Henry
Henry

Reputation: 6620

Is this the most natural way to read structs from a binary file?

I just realized this is quite similar to What is the best way to parse binary protocols with Rust


Is this the most natural way to read structs from a binary file using Rust?
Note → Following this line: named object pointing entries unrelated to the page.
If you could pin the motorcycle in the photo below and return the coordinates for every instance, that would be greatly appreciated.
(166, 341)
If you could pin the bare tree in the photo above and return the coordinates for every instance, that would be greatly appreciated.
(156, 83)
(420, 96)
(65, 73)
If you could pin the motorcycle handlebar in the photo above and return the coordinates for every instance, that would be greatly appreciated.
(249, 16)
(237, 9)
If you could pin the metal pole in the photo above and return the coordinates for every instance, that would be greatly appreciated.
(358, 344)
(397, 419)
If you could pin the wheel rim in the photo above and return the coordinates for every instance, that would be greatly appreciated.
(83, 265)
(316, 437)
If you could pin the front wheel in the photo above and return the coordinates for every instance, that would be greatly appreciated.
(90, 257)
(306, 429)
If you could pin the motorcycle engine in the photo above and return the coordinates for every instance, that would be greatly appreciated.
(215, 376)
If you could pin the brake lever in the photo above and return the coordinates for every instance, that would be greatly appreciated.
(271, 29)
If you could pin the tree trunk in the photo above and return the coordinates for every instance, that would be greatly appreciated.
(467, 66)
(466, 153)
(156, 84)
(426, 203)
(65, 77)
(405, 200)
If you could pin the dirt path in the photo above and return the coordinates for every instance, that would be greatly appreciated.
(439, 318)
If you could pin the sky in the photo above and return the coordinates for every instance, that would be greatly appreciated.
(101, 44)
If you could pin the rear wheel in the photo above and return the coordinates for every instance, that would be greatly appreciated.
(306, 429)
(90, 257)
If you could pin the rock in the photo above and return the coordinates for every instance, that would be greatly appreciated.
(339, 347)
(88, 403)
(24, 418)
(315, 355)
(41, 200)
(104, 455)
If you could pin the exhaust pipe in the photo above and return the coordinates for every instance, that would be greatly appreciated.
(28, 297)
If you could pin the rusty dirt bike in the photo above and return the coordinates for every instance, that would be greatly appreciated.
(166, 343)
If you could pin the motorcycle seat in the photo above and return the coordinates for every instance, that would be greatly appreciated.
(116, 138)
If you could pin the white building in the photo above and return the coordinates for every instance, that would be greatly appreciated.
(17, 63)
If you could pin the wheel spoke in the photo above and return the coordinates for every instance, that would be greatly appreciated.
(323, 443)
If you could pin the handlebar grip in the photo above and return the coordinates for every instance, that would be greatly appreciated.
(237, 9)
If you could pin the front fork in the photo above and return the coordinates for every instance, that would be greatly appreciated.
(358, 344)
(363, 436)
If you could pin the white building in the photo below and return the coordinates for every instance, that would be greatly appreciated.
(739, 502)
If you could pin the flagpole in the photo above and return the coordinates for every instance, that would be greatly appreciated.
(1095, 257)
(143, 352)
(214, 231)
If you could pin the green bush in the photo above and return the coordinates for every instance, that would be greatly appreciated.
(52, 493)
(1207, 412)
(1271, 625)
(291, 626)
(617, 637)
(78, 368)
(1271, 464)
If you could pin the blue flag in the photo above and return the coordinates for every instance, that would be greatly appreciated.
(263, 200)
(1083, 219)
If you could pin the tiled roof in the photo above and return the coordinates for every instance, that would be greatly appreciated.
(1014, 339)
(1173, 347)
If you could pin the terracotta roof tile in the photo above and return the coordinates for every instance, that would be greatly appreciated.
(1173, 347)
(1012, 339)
It works but seems a bit odd (why can't I just fill the struct wholesale?).

extern crate byteorder;
use byteorder::{ByteOrder, LittleEndian};

struct Record {
    latch: u32,
    total_energy: f32,
    x_cm: f32,
    y_cm: f32,
    x_cos: f32,
    y_cos: f32,
    weight: f32
}

impl Record {
    fn make_from_bytes(buffer: &[u8]) -> Record {
        Record {
            latch: LittleEndian::read_u32(&buffer[0..4]),
            total_energy: LittleEndian::read_f32(&buffer[4..8]),
            x_cm: LittleEndian::read_f32(&buffer[8..12]),
            y_cm: LittleEndian::read_f32(&buffer[12..16]),
            x_cos: LittleEndian::read_f32(&buffer[16..20]),
            y_cos: LittleEndian::read_f32(&buffer[20..24]),
            weight: LittleEndian::read_f32(&buffer[24..28]),
        }
    }
}

Upvotes: 6

Views: 3155

Answers (1)

antoyo
antoyo

Reputation: 11933

Have a look a the nom crate: it is very useful to parse binary data.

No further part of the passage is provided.